Prosty sposób na otwarcie baru to wzięcie sprawy w swoje ręce. A więc niech pomysłodawca taki bar otworzy a nie tylko o nim gada :) Dzisiaj niestety, liczy się li tylko rachunek ekonomiczny. Kapitalizm ma ludzi w głębokim poważaniu.
To lepiej pompowac kase w beznadziejną Flote, niż pomóc głodnym ludziom.
baju baj. Kim są ci ludzie co za nas decydują?
Sieroty folwarczne nadal chca, zeby ktos sie nimi zajal? Teraz maja im dac bar mleczny, jako" atrakcje turystyczna". Czy jest jakis poziom zenady, ktorego iswinoujscie nie zdecyduje sie przekroczyc w swych atakach na Zmurka?
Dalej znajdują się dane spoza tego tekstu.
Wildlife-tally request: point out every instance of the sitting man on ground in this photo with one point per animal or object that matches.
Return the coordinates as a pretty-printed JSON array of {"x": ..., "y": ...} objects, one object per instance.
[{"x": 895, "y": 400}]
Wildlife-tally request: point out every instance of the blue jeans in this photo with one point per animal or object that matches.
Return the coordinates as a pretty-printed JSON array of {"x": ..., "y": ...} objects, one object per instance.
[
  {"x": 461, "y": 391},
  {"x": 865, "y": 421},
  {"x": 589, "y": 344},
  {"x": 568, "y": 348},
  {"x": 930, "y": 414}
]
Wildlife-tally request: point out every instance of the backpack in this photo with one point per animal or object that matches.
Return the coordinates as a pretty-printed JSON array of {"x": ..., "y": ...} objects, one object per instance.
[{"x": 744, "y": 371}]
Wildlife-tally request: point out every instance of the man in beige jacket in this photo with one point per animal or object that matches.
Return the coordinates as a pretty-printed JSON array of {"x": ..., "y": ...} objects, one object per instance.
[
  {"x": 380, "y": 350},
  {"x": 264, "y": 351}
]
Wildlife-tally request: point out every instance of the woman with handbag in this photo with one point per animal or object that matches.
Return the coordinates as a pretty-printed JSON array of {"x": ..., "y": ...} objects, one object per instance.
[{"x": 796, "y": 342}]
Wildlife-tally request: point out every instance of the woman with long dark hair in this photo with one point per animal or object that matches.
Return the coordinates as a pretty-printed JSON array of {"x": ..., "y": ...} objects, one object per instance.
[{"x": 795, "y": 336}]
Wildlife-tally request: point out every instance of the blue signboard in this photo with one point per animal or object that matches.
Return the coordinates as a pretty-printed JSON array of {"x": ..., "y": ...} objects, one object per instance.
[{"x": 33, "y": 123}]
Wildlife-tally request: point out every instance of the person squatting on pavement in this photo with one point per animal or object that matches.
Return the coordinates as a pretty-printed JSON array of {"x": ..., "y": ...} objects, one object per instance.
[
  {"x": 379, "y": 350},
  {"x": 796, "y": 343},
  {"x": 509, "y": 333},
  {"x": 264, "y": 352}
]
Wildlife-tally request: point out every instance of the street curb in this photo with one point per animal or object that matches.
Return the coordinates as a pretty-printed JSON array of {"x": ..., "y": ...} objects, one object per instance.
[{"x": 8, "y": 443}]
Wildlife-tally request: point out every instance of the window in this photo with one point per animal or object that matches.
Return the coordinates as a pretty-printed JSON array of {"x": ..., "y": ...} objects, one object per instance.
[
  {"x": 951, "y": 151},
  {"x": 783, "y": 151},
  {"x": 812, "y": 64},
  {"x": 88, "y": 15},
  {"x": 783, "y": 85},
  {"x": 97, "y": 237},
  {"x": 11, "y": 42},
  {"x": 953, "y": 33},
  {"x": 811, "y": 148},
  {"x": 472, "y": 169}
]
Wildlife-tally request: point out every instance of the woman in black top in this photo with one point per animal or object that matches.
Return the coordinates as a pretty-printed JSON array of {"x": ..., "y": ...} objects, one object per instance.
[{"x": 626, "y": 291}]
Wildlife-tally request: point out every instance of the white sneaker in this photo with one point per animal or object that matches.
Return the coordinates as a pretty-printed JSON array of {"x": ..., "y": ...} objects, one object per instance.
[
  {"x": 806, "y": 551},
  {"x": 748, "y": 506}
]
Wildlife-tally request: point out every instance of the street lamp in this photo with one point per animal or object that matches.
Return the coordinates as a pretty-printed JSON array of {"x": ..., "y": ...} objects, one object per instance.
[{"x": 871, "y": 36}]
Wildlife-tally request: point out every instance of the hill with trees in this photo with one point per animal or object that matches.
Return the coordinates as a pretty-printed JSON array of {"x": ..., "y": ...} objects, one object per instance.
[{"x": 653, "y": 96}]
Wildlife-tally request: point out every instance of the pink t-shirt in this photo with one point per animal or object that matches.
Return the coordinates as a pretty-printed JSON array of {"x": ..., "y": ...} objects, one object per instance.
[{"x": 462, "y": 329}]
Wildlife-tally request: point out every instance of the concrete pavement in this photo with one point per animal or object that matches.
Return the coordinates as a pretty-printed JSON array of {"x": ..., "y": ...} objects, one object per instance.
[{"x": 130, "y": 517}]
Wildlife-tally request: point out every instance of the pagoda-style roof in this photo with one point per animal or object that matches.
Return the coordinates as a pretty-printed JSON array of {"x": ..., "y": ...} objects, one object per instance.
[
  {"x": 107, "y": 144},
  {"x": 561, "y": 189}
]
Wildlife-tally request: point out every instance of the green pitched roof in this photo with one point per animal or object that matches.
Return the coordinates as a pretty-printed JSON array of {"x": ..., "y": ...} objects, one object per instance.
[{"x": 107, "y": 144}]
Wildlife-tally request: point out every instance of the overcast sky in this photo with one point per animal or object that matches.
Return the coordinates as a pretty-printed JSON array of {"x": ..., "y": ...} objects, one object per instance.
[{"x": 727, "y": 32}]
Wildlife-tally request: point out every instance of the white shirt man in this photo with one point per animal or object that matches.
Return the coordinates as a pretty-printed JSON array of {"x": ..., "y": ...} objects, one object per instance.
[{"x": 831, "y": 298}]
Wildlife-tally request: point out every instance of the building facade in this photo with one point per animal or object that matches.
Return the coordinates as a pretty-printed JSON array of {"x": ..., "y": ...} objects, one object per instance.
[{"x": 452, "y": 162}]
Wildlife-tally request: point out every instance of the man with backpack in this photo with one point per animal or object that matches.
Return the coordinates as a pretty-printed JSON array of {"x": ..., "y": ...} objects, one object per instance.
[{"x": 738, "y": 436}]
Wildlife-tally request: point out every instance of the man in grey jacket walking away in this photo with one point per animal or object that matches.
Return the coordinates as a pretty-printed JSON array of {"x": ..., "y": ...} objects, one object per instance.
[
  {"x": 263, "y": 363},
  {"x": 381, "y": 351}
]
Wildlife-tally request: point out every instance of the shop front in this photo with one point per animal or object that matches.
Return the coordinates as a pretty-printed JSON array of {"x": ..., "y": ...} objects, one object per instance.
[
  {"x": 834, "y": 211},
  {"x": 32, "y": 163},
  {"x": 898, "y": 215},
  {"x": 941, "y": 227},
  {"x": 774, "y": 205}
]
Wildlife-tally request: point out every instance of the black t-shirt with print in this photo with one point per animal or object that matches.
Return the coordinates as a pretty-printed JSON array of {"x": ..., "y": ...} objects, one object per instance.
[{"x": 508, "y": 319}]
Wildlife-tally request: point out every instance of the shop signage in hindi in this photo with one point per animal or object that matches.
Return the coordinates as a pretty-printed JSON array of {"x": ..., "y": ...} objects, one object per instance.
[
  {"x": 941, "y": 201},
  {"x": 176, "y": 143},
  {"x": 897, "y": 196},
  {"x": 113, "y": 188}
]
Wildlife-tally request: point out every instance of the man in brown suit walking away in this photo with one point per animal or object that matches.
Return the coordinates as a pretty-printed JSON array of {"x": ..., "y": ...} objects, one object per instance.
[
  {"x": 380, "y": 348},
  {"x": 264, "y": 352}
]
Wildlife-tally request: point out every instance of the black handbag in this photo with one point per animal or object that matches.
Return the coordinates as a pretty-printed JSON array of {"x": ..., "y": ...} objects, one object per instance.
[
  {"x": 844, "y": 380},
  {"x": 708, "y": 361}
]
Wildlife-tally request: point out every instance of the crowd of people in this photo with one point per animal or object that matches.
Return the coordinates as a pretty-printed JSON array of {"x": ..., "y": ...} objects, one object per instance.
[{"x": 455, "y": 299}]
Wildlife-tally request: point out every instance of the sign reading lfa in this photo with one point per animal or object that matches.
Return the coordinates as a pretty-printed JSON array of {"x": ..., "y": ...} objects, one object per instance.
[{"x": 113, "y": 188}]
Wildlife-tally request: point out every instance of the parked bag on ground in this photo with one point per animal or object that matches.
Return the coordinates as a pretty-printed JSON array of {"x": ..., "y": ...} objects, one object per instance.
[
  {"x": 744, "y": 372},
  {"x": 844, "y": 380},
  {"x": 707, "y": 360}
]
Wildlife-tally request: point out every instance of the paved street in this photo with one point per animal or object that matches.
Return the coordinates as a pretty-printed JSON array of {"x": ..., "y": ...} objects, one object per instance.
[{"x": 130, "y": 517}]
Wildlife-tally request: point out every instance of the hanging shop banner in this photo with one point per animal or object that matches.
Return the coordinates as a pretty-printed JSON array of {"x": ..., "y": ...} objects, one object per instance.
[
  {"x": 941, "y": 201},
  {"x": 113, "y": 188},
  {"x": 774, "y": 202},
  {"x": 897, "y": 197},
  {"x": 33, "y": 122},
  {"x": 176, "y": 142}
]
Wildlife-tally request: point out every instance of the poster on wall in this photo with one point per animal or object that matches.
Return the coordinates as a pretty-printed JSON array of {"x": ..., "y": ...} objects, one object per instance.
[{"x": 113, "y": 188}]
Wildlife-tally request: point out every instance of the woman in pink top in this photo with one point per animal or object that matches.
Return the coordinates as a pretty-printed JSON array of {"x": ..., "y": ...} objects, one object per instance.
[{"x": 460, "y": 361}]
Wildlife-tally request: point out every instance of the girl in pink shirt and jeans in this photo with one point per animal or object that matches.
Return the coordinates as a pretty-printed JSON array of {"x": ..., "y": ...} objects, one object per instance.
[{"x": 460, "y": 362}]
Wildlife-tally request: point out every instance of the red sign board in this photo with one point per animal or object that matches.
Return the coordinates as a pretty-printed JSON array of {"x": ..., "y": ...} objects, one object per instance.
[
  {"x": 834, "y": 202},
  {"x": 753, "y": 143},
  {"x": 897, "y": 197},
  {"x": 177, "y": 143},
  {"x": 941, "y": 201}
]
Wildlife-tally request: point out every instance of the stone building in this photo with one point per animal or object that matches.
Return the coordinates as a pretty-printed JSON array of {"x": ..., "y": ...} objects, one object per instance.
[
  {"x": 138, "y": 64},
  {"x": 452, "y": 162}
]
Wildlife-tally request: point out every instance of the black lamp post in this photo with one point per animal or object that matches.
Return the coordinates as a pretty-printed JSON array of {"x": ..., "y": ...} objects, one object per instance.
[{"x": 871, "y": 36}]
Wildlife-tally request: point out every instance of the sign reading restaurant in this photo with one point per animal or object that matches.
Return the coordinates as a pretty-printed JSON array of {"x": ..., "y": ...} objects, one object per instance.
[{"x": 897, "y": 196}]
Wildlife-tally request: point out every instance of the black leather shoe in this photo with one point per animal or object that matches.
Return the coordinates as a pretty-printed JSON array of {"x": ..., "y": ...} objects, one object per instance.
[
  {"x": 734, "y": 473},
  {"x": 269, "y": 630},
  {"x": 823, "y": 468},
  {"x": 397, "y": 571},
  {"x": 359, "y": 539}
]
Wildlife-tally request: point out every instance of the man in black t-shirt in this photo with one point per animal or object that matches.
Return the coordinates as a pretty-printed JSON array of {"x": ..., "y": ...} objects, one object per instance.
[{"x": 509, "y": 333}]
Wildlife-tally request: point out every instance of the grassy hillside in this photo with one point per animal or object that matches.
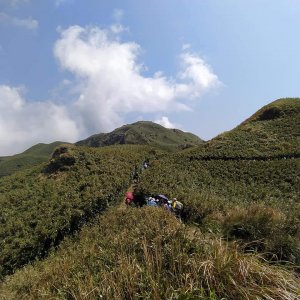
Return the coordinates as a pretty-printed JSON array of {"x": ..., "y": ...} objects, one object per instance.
[
  {"x": 239, "y": 239},
  {"x": 273, "y": 131},
  {"x": 148, "y": 254},
  {"x": 41, "y": 206},
  {"x": 241, "y": 185},
  {"x": 144, "y": 133},
  {"x": 31, "y": 157}
]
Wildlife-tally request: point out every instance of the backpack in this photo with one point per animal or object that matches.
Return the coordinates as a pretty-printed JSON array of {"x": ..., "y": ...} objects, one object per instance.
[{"x": 177, "y": 205}]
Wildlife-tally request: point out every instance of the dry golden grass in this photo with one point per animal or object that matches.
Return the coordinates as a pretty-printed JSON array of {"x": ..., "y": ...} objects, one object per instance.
[{"x": 148, "y": 254}]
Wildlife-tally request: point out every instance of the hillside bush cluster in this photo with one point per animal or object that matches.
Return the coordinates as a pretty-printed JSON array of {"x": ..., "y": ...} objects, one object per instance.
[
  {"x": 251, "y": 201},
  {"x": 147, "y": 254},
  {"x": 41, "y": 206}
]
Takie bary mleczne są tym bardziej potrzebne, że mamy najkoszmarniejszy kryzys gospodarczy, jaki kiedykolwiek dotknął polskie społeczeństwo. To, że turyści na tym skorzystają, nie powinno nikogo razić. Tanie posiłki też są skutecznym sposobem przyciągania gości. A na menelstwo też znalazłby się sposób. Taki na przykład pan Mieciu czy jakiś inny, odpowiedniej postawy i siły, pracujący w barze, mógłby stanowić skuteczną przeszkodę dla śmierdzącego elementu. Zrasztą na śmierdzieli na pewno znajdzie się jakiś odpowiedni przepis sanitarny w dzisiejszym prawie. Można wymyślić jakiś odorometr, który brudnego gnoja rozpozna i odpowiednim sygnałem poinformuje, że nie spełnia normy higienicznej. Chyba że zasady unijne zmuszą nas do spożywania posiłku przy jednym stoliku z obesranym typem, który na chwilę się przebudził na skwerku. Myślę zresztą, że w naszym państwie już czas na powrót do przedwojennych kar za włóczęgostwo i zamykaniu meneli. A bary mleczne są potrzebne i to od zaraz.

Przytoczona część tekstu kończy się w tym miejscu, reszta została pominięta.